John Irwin at UCSF, I and others working in the area of drug discovery have had several discussions and email exchanges on the topic of the performance and comparison of different virtual screening and docking methods on different targets and problems.
The eCheminfo network supports community of practice activities, i.e., it is intended to support the activities of a group of people who bond together to share knowledge on good, better, and best practices, to learn skills from each other, share experiences, and engage in a process of collective learning. It potentially then could be a neutral environment for supporting coordination on practice activities, such as the difficult area of comparative study in screening and docking.

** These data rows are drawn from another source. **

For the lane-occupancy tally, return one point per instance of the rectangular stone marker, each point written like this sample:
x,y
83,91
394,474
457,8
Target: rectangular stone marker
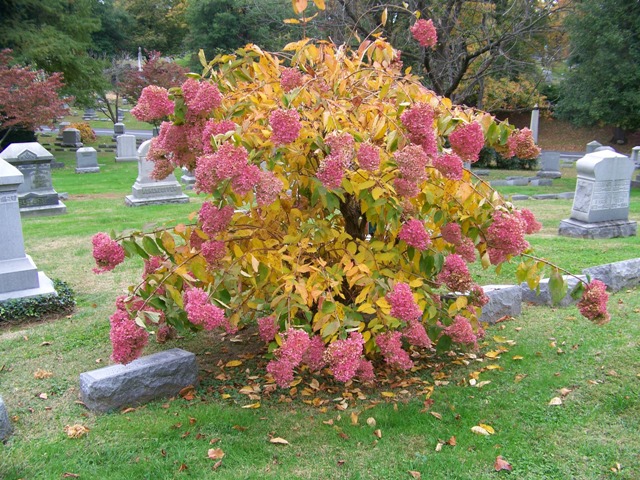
x,y
147,191
126,150
601,201
504,300
617,276
71,138
36,195
5,424
147,378
87,160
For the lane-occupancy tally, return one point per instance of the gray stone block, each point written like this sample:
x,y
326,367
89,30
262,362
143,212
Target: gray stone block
x,y
617,276
503,300
543,295
147,378
5,424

We thought it would be useful to summarise some ideas on supporting greater collaboration on such work and to invite comments and discussion which we have done below.
Please contribute to the discussion and add your comments on the Cheminfostream Blog or John’s Docking.org blog. (We can also be reached via email at barry.hardy [at] douglasconnect.com and jji [at] cgl.ucsf.edu.) We look forward to your input.
Barry Hardy
Could we take a Community Approach to Comparing Virtual Screening Methods?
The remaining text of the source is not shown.